Thanks, DanVB, for putting this in perspective. Unfortunately, people tend to think their handiwork is more valuable than marketplace reality dictates.

suggestion

Maybe rent it to a museum like the mariner's or nauticus....def. not the 250K plus he is asking for, but at least this way he makes some money off of it and people get to see it on display

put it on display

Put it on display and charge admission.

Models

Way cool, I hope the newspaper publicity helps, I was always fascinated with the ships at The Mariners Museum, and the artillery models at The Casemate Museum, your model appears equal to any of those. Good Luck!

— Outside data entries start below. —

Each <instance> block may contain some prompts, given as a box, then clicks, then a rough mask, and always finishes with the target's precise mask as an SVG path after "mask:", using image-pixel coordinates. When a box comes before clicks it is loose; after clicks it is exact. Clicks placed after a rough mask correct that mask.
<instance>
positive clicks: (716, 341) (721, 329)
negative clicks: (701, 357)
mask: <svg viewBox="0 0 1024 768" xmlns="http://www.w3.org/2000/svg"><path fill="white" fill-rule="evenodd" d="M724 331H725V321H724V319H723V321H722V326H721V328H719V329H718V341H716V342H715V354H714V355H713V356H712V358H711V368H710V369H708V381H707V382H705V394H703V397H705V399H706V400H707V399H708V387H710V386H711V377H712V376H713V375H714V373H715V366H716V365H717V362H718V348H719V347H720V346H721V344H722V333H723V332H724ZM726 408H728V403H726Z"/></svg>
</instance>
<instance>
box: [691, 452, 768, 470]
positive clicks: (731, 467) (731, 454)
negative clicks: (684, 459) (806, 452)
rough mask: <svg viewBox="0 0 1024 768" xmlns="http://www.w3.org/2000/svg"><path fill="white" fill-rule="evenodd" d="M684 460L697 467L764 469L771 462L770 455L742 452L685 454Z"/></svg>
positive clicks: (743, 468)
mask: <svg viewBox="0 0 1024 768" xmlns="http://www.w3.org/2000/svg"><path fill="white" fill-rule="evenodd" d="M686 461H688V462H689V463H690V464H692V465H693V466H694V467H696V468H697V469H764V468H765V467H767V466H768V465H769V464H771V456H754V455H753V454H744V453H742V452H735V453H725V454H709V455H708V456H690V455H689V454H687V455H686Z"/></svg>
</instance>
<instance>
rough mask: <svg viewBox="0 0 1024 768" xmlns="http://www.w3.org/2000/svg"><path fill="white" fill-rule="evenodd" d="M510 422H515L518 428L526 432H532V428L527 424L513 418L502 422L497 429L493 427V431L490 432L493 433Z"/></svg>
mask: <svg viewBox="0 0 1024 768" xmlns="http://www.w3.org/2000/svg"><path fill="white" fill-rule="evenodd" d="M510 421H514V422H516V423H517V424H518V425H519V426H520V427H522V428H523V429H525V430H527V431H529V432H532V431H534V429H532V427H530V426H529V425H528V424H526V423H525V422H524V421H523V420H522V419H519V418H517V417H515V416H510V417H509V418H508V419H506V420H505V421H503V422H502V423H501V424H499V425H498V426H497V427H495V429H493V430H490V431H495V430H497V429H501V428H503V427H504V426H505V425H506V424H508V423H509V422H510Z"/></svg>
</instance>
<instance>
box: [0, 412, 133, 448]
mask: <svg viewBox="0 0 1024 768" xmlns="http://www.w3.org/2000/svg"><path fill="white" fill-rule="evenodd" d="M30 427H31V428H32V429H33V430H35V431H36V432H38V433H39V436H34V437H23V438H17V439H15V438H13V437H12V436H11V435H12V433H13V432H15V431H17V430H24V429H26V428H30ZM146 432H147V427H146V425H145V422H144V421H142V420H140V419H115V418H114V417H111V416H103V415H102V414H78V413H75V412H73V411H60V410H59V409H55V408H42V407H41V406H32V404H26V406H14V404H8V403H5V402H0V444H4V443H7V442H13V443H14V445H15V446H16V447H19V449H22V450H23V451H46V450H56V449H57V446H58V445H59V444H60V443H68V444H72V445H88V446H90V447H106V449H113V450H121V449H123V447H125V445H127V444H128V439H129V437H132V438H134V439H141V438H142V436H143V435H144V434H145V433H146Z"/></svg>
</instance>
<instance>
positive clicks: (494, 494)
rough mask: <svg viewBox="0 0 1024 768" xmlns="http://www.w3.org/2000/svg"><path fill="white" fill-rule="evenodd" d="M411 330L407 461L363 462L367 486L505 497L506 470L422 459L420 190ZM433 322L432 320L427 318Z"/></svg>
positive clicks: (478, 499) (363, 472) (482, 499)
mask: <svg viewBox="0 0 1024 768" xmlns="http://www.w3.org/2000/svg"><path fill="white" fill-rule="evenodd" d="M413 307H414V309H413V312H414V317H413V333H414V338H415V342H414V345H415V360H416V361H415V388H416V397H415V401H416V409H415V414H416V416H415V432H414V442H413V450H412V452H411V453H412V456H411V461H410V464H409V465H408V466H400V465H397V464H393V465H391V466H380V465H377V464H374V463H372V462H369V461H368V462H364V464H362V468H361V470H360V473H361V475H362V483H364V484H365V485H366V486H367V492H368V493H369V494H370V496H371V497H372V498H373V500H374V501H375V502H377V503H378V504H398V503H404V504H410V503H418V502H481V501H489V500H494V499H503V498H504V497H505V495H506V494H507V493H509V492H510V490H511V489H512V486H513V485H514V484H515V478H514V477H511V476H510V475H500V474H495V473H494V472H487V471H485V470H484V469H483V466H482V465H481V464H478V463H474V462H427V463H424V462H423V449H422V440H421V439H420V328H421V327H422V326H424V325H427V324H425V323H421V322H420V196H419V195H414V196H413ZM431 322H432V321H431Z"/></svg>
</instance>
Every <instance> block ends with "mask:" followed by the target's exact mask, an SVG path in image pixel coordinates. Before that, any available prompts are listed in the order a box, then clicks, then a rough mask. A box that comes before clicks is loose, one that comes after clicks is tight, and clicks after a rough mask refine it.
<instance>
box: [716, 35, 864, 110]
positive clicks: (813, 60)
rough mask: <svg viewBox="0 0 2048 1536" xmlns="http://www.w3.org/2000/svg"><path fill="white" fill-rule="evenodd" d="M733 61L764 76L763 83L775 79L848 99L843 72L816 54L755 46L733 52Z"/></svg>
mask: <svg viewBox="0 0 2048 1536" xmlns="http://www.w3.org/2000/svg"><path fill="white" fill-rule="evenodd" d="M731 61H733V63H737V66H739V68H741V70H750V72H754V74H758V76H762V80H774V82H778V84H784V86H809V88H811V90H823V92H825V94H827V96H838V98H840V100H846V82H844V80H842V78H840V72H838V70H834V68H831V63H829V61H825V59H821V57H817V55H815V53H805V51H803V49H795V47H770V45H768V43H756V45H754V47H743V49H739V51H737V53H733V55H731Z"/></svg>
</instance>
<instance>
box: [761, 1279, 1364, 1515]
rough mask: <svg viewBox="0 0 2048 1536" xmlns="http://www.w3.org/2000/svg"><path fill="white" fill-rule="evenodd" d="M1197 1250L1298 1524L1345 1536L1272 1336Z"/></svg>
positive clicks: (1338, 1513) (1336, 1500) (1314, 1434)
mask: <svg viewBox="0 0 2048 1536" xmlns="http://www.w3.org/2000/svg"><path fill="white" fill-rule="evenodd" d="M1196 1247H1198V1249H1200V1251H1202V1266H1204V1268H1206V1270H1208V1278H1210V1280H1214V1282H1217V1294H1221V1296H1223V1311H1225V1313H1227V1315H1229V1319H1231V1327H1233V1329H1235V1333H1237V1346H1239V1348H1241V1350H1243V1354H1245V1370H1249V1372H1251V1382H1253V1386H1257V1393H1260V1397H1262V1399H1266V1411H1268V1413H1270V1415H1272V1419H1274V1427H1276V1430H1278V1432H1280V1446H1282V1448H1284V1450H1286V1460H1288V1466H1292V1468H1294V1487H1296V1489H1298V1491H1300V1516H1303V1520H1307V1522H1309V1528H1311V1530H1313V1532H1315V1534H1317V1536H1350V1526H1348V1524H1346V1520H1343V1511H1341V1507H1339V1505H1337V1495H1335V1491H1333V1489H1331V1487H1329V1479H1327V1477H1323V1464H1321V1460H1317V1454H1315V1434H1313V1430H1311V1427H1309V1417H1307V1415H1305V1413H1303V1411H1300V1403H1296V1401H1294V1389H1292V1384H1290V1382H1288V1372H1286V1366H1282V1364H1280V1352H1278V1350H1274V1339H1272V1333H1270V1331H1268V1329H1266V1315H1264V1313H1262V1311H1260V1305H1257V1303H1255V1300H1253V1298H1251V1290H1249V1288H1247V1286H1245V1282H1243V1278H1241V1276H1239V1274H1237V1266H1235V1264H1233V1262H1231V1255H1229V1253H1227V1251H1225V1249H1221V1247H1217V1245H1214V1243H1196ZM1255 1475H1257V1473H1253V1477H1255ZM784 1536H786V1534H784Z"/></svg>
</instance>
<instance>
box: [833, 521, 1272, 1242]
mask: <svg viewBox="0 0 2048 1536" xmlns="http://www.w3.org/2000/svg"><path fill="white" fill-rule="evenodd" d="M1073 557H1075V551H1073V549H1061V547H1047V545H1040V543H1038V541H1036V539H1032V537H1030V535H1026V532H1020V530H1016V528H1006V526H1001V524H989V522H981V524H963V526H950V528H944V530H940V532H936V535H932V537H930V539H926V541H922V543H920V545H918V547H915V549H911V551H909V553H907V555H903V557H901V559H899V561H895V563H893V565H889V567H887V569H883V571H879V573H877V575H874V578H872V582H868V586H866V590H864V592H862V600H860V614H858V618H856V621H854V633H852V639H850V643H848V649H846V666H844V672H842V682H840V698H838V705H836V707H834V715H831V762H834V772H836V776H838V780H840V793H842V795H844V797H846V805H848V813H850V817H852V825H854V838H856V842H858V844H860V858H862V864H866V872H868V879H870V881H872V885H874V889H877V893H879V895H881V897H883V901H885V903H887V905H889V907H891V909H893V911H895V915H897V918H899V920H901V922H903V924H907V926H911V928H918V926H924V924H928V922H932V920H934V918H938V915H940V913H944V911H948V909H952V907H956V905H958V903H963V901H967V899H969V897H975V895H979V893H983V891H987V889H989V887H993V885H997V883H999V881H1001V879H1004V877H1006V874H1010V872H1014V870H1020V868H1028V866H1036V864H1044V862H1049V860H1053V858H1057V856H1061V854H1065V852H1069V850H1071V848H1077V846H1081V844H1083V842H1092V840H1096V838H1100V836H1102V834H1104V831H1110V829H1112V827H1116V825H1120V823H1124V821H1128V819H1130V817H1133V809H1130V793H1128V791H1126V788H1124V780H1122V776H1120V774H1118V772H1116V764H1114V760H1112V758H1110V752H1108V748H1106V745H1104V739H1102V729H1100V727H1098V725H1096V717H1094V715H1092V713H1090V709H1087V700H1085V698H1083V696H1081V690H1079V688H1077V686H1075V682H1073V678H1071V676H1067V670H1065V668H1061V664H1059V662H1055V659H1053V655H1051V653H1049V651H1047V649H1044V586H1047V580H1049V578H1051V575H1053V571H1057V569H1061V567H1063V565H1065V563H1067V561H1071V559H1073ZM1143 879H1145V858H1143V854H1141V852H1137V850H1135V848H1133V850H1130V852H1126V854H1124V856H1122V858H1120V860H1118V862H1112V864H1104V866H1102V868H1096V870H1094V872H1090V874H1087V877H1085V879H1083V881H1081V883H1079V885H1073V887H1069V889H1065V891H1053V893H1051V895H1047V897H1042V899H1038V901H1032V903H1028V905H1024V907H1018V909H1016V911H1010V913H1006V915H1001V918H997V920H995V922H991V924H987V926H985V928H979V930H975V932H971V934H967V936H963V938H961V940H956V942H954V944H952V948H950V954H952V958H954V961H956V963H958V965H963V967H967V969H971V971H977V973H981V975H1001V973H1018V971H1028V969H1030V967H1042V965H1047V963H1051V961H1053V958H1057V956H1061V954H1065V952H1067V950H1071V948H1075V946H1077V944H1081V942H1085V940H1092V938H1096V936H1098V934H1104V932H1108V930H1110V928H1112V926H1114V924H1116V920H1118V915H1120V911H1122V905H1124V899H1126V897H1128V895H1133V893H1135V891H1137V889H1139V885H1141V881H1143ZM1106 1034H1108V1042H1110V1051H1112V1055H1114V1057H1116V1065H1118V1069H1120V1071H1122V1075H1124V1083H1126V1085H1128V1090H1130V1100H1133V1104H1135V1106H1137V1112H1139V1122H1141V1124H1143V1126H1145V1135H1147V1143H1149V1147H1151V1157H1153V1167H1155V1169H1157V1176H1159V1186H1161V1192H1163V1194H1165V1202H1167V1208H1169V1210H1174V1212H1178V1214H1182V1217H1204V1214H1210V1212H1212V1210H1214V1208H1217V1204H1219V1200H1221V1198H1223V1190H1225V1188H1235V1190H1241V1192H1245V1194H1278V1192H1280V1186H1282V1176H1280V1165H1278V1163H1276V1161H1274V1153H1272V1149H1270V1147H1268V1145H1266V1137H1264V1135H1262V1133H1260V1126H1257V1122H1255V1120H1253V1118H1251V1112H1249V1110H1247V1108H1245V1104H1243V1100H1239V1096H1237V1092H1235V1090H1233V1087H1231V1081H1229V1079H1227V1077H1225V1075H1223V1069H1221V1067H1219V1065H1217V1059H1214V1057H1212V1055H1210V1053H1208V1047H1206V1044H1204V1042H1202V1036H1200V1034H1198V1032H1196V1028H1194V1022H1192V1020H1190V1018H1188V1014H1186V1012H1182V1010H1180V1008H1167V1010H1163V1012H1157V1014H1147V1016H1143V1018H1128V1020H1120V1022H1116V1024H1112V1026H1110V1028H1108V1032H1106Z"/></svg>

At least put it on display

I can understand why no one would be willing to pay for such a model, lets face it, the market is very limited. But many artists find that while people admire their work, few are willing to fork over their hard earned money. And in today's economy, there aren't a whole lot of philanthropists out there willing to donate 6 figures for a piece from someone who has no name or reputation. I would suggest that he "loan" it to a local museum or public entity to let the public enjoy it and maybe it will generate some interest in his work.

Quite the centerpiece

Sounds like he'll be enjoying his centerpiece for the rest of his life. With no name or claim to fame, he'll be lucky to get 5 to 10K at best, especially in these economic times.

better take less

If you get your asking price Obama will consider you rich and tax the heck out of you

maybe a celebrity friend of.....

....James Cameron could buy this for him as a gift. It make a great mantle piece for the director. I am sure he can afford it as well. Try to contact him.

what is that smell?

I smell something rotting.... I'm just saying...

I say..

good luck to him. I hope he gets an acceptable price.